Sebastian Huber sebastian.huber at embedded-brains.de
Wed Oct 21 13:00:36 UTC 2015



On 21/10/15 14:56, Isaac Gutekunst wrote:
> On 10/21/2015 08:24 AM, Sebastian Huber wrote:
>>
>>
>> On 21/10/15 14:13, Isaac Gutekunst wrote:
>>> Thanks for the reply.
>>>
>>> On 10/21/2015 01:50 AM, Sebastian Huber wrote:
>>>>
>>>>
>>>> On 20/10/15 16:02, Isaac Gutekunst wrote:
>> [...]
>>>>
>>>>>
>>>>> As far as I can tell this would only occur if the caller of 
>>>>> pthread_mutex_lock was in a "bad"
>>>>> state. I don't believe it is in an interrupt context, and don't 
>>>>> know what other bad states
>>>>> could exist.
>>>>
>>>> We have
>>>>
>>>> #define _CORE_mutex_Check_dispatch_for_seize(_wait) \
>>>>    (!_Thread_Dispatch_is_enabled() \
>>>>      && (_wait) \
>>>>      && (_System_state_Get() >= SYSTEM_STATE_UP))
>>>>
>>>> What is the thread dispatch disable level and the system state at 
>>>> this point?
>>>>
>>>> In case the thread dispatch disable level is not zero, then 
>>>> something is probably broken in the
>>>> operating system code which is difficult to find. Could be a 
>>>> general memory corruption problem
>>>> too.
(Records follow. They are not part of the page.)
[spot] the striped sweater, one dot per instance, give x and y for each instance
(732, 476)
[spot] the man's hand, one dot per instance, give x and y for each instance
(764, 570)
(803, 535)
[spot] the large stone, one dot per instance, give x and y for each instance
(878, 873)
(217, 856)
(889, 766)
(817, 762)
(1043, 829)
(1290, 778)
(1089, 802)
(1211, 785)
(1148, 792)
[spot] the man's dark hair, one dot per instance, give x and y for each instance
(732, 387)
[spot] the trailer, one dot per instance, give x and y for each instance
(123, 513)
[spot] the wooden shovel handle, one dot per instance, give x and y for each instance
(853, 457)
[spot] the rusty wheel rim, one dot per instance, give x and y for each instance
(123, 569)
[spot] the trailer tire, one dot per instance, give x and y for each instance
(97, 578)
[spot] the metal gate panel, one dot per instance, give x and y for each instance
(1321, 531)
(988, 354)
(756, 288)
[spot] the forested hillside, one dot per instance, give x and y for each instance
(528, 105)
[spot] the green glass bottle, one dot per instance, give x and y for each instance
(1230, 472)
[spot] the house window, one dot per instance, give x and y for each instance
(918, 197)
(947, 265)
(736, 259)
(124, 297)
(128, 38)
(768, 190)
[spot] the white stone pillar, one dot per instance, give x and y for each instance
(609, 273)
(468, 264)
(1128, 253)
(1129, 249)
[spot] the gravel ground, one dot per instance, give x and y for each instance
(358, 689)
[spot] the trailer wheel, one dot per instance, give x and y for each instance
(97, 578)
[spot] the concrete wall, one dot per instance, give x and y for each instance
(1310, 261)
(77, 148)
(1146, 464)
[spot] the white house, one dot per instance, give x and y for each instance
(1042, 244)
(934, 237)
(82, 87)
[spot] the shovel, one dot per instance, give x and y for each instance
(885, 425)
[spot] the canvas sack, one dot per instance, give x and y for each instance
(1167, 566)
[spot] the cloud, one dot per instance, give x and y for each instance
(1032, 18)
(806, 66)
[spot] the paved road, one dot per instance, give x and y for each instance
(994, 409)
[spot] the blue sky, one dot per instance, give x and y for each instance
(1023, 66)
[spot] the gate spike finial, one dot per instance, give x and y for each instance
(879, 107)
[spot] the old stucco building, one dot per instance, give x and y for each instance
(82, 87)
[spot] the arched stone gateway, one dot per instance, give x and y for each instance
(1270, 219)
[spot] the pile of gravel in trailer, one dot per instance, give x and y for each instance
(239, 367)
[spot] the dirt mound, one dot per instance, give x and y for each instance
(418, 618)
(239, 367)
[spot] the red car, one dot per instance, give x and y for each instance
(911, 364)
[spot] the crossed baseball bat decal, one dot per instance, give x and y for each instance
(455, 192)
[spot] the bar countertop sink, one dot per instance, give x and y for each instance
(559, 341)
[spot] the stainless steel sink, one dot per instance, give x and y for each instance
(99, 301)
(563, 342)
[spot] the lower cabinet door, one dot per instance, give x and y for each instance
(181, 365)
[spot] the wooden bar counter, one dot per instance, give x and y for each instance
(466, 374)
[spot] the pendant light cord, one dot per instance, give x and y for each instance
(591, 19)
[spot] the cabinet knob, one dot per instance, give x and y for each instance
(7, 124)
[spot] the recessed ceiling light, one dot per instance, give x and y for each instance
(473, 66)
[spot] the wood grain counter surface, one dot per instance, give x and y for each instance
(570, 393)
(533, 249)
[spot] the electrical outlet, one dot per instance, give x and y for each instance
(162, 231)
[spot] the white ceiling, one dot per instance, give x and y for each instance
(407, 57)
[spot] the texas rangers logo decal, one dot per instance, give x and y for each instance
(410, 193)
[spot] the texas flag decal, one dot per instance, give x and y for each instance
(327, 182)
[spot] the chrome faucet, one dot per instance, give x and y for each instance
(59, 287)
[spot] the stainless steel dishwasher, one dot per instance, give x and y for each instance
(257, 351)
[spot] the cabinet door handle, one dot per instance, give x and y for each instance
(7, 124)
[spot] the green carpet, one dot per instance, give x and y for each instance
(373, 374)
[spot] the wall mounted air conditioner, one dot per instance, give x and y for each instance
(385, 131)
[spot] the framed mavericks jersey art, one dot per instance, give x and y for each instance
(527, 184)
Which RTEMS version do you use?
>>>>
>>>
>>> The thread dispatch disable level is usually -1 or -2.
>>> (0xFFFFFFFE or 0xFFFFFFD).
>>
>> A negative value is very bad, but easy to detect via manual 
>> instrumentation (only an hand full
>> of spots touch this variable) or hardware breakpoints/watchpoints. 
>> Looks the rest of
>> _Per_CPU_Information all right?
>>
> It looks like it's only the thread_dispatch_disable_level that's broken.
>
> We'll go and grep for all places for all the places it's touched, and 
> look for something.
>
> The problem with watchpoints is they fire exceptionally often, and 
> putting in a conditional watchpoint slows the code to a crawl, but 
> that may be worth it.
>
> Here are some printouts of the relevant structs right after a crash:
>
> $4 = {
>   cpu_per_cpu = {<No data fields>},
>   isr_nest_level = 0,
>   thread_dispatch_disable_level = 4294967295,
>   executing = 0xc01585c8,
>   heir = 0xc0154038,
>   dispatch_necessary = true,
>   time_of_last_context_switch = {
>     sec = 2992,
>     frac = 10737447432380511034
>   },
>   Stats = {<No data fields>}
> } 

No, this doesn't look good. According to the stack trace you are in 
thread context. However, we have executing != heir and 
dispatch_necessary == true. This is a broken state itself. I guess, 
something is wrong with the interrupt level so that a context switch is 
blocked. On ARMv7-M this is done via the system call exception.